= John Webster (orator) =

Australian soap box orator (1913–2008)

John Webster (December 1913 – 15 December 2008), also known as Mo(u)hammed Jon Webster, or more simply just Webster, was a soap box orator and public speaker, primarily at Speakers' Corner near Marble Arch at Hyde Park, London and beneath the Moreton Bay fig trees of The Domain, Sydney from the early 1950s till the late 1980s. He also made sorties into Arabia, Tasmania, Melbourne's Yarra Bank and various other outposts of what had been the British Empire. Webster, who almost exclusively referred to himself in the third person, delivered a wide-reaching and eclectic philosophy in a hybrid carny barking cockney/Australian accent. He was the most prominent and listened-to of all long-term speakers at the Sydney Domain. Journalist John Edwards wrote in 1971 "The only (modern) force is the inimitable Webster who, lately returned from England, is responsible for most of the popularity of the (Sydney) Domain." Nene King observed of a day spent at the Sydney Domain "Webster (no first name, no mister) commanded the largest audience as he waved a verbal flag for the British Empire – 'We Englishmen are God's gift to the whole world.'"

==Early life==
Webster was born in London in December 1913. His father battled alcoholism and his mother was in the Salvation Army. His grandparents were Irish. As a teenager, Webster was a Salvation Army soldier and worked in dispatch at the Army's Trade Headquarters. At 18 he became disillusioned, left the Salvation Army and became an atheist.

==Ideological development and worldview==

Webster, by his own confession, navigated the whole ideological spectrum from the centre to the far left, then over to the extreme right and back to the middle again. A communist rabble-rouser in the 1940s, he went on to subscribe to the anti-semitic views of the British fascists, until he was approached by Oswald Mosley who told him – inter alia – in 1947 "we can use the Jews." This prompted Webster to reassess his own ideas and he subsequently wrote a letter of apology to the Jewish Chronicle expressing regret about his former views.

Webster's use of the name Mohammed came from when, having received the honorary title of Sheikh from the Hazhar University of Cairo while married to a Jewish woman, he embraced Islam in order to marry a Muslim one. This marriage to a Persian woman in 1963 was as brief as his previous marriage. He told journalist Linda Hornsey that he had been working for the Ministry of Information when he suggested on a television programme, amongst other things, that the Arabs should make peace with Israel: "After that I made a quick but quiet retreat from the Middle East". He also told her that he had once been a "card-carrying member" of the Communist party, then a fascist, and a mystical Moslem of Sufistic leaning before evolving into a "simple" humanist.
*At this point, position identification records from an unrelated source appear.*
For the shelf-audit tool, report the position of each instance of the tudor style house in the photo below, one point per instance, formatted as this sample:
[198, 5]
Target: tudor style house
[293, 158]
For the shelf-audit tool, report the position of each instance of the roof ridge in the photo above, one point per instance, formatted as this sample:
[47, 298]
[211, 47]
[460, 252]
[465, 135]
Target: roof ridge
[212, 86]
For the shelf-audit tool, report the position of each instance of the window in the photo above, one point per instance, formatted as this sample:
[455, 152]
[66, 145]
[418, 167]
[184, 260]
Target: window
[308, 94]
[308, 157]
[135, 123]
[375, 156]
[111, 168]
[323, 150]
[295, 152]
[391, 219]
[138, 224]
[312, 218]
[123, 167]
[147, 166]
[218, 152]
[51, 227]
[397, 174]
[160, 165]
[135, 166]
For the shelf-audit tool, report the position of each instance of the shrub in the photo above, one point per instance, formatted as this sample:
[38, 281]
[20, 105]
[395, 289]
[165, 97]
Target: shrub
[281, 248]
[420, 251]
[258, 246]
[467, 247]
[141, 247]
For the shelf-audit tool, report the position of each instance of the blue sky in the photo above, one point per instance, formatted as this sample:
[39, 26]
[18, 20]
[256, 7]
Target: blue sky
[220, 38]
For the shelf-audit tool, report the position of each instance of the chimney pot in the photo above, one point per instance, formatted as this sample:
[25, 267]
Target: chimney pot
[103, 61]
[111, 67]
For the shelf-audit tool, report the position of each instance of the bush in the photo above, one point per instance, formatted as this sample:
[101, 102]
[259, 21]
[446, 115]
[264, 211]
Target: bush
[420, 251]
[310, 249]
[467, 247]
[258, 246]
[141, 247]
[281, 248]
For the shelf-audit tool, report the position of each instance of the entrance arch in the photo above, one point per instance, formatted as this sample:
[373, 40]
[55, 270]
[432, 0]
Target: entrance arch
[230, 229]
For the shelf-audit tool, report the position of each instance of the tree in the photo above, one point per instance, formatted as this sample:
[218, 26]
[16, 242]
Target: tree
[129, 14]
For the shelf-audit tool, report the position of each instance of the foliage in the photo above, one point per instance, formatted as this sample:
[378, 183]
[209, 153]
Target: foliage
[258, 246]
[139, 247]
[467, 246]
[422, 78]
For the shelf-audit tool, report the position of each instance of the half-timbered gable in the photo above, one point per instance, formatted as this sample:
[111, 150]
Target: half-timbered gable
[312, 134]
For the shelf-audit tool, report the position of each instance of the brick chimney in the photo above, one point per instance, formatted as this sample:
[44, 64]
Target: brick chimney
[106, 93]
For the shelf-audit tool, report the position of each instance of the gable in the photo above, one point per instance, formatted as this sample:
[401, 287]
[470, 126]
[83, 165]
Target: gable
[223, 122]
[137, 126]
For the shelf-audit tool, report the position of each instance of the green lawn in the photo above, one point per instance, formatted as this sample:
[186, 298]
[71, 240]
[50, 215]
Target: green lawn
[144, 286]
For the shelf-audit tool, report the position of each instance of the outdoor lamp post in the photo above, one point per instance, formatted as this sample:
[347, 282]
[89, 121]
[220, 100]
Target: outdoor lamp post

He had come to see adherence to doctrinaire creeds as dangerous, and planned to set up an "ecological workshop on religion", where anyone willing could come to have their religion "tested".

==Oratorical style and technique==

Webster claimed that his purpose in orating was to inspire people to think for themselves. His method was one of deliberate provocation, conscious deployment of irony, "verbal cartooning" and a razor-edged wit attested to by all commentators of the time. "I have never yet heard Webster bettered by a heckler, nor stuck for some kind of answer to a question." "It could be argued that the greatest demagogue in Australia today is a 53-year-old Cockney named Muhammed (sic) John Webster" wrote Sydney Morning Herald journalist Gavin Souter in 1966, "There is no one in the Australian Parliaments to match him, and in Sydney's Domain he has no real competition." "Webster insults, abuses and ridicules his audience. The response, in laughter and applause, would be the envy of any television comic" observed Jim Oram.
A video of John speaking in Sydney's Domain can be found in the Youtube video, 'Webster's Domain'.

==Personal life==
Though he was married twice he had a number of gay relationships.

==Death and legacy==

The Rev Ted Noffs, founder of the Wayside Chapel in Kings Cross, New South Wales claimed "Here at the Chapel, Webster has helped to make what we call the Family of Man a reality." The Uniting Church of Australia's Rev Bill Crews, host of a free restaurant catering to the poor and indigent in Ashfield, New South Wales, made frequent visits to Webster's domicile in the latter's declining years. He remarked that "He (Webster) influenced so many people, taught us how to think in lots of ways...I think he thought he'd live forever" Webster died quietly at a secret retreat in Launceston, Tasmania shortly before his 96th birthday, leaving no immediate heirs.